Tom McClennan notes that back in the good ol’ days yields on Treasuries were “compared to silly things like the inflation rate, dividend yields, mortgage rates, etc.”

More explicitly, he observes:

The key driver for valuing Treasury bonds at the moment is the utility they offer as a form of collateral among banks loaning money to each other. So with Europe’s debt markets in even greater turmoil now than when Greece’s debt got a “haircut” last year, T-Bond prices are zooming up once again to the top of the 3-decade rising trend channel.

When does this end? Tom’s guess is “when the Fed’s inflation of the money supply turns into actual consumer price inflation.”

 

Source:
Full-On Panic Into T-Bonds
Tom McClellan
McClellan Market Report, June 01, 2012  
http://www.mcoscillator.com/learning_center/weekly_chart/full-on_panic_into_t-bonds/

Category: Fixed Income/Interest Rates, Valuation

Please use the comments to demonstrate your own ignorance, unfamiliarity with empirical data and lack of respect for scientific knowledge. Be sure to create straw men and argue against things I have neither said nor implied. If you could repeat previously discredited memes or steer the conversation into irrelevant, off topic discussions, it would be appreciated. Lastly, kindly forgo all civility in your discourse . . . you are, after all, anonymous.

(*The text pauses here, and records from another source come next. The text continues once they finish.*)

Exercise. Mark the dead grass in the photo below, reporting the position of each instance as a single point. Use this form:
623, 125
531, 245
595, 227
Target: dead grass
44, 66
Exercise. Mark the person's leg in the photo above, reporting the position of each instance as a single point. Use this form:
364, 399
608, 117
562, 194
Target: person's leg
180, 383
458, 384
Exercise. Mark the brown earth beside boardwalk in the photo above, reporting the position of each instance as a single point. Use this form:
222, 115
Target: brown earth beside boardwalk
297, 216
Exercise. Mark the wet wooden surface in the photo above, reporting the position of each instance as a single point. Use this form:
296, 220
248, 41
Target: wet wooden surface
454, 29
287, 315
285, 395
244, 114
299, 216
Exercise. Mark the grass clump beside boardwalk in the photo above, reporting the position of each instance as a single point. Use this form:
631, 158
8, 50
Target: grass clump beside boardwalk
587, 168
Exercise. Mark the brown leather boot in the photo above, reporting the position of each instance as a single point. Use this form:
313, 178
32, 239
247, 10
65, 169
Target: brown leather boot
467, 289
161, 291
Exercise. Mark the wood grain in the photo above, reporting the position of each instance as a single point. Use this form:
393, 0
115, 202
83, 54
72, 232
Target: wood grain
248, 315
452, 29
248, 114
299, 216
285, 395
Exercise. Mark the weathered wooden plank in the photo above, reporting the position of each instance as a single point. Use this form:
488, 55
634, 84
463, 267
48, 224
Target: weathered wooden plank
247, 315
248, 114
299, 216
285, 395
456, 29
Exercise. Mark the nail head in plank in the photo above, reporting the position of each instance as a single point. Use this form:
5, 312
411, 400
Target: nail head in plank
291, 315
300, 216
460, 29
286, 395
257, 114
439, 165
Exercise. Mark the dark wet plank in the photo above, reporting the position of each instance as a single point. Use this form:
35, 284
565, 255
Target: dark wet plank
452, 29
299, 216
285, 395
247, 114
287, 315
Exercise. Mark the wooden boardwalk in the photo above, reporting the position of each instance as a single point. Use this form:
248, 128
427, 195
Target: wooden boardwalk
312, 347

22 Responses to “How Expensive Are US Treasury Bonds?”

  1. sellstop says:

    We can’t seem to BUY inflation. I remember when we were all scare of the effects of wage inflation. But we won that war!

    A good book: “From Financial Crisis to Stagnation” by Palley

    Killing labor means we can’t get the money to the people anymore.

    http://ghickeyblog.blogspot.com

    gh

  2. ToNYC says:

    “when the Fed’s inflation of the money supply turns into actual consumer price inflation.”

    And that actual CPI is being most keenly experienced in services rendered by individuals ,i2i, or p2p, and last “noticed” by institutional and corporate metrics. The meaning is evolution and moving along regardless of any individual need for any particular meaning .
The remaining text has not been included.